In de schaduw van het kruis

11 Bij de ingang van de hof blijven acht discipelen achter. Alleen Petrus, Jakobus en Johannes mogen verder met Jezus mee. Daar in de hof komt alles in volle hevigheid op Hem af. Nooit eerder hebben we in de evangeliën gelezen over angst en vrees bij Jezus. Hier wel: ‘Hij begon droevig en zeer beangst te worden. Toen zeide Hij tot hen: Mijn ziel is geheel bedroefd tot de dood toe.’ In alles wordt zichtbaar hoe Jezus zucht onder die smartelijke weg die Hij moet gaan. Hij zal gevangen worden genomen. Zijn eigen volk zal roepen om Zijn dood. Een vernederend kruisverhoor wacht. De soldaten zullen Hem pijnigen, bespugen, slaan en geselen. En uiteindelijk wacht Hem de kruisdood. Het is de ergste, de verschrikkelijkste dood van alle denkbare doodsvonnissen. Dat alles staat Hem te wachten, en het doet Hem huiveren. Toch is er uiteindelijk méér wat Hem zo beangst maakt. Gods Zoon weet dat achter Judas, de bende krijgsknechten en Pilatus, Zijn eigen Vader staat. Hij wordt als Borg voor het gericht van God gedaagd. Daar zal God alle ongerechtigheden van de Zijnen op Hem doen aanlopen. Naar Zijn mensheid gaat dit Hem te ver. Hij voelt de last van de toorn van God op Zich drukken.

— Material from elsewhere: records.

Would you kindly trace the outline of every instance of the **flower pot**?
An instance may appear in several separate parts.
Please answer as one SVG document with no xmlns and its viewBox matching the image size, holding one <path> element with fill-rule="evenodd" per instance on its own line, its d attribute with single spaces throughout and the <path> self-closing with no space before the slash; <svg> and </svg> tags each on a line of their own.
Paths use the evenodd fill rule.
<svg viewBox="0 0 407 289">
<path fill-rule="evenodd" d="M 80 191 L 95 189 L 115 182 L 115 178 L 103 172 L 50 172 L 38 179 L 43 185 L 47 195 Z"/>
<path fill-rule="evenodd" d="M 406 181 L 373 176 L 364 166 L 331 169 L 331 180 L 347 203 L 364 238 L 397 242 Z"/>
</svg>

Hij schrikt ervoor terug, omdat de geduchte rechterstoel van God Hem voor ogen komt te staan. Hij ziet de golven en de baren van Gods toorn over Hem komen. De drie discipelen zien hoe hun Meester worstelt en strijdt. Ze worden bepaald bij de diepte van de lijdensweg die Hij moet gaan. Ze zijn er ooggetuige van wat het Hem zal kosten om te verlossen. Het kost Hem Zijn leven. Het kost Hem alles. Bent u ook zo’n ooggetuige? Want als u dat ziet, wordt ook u bepaald bij uw eigen ongerechtigheid, verdorvenheid en vloekwaardigheid. Jezus gaat plaatsbekledend deze weg. Zo zal Hij de zaligheid verwerven. Dit vraagt en verdient alle aandacht van de discipelen. En niet minder die van ons.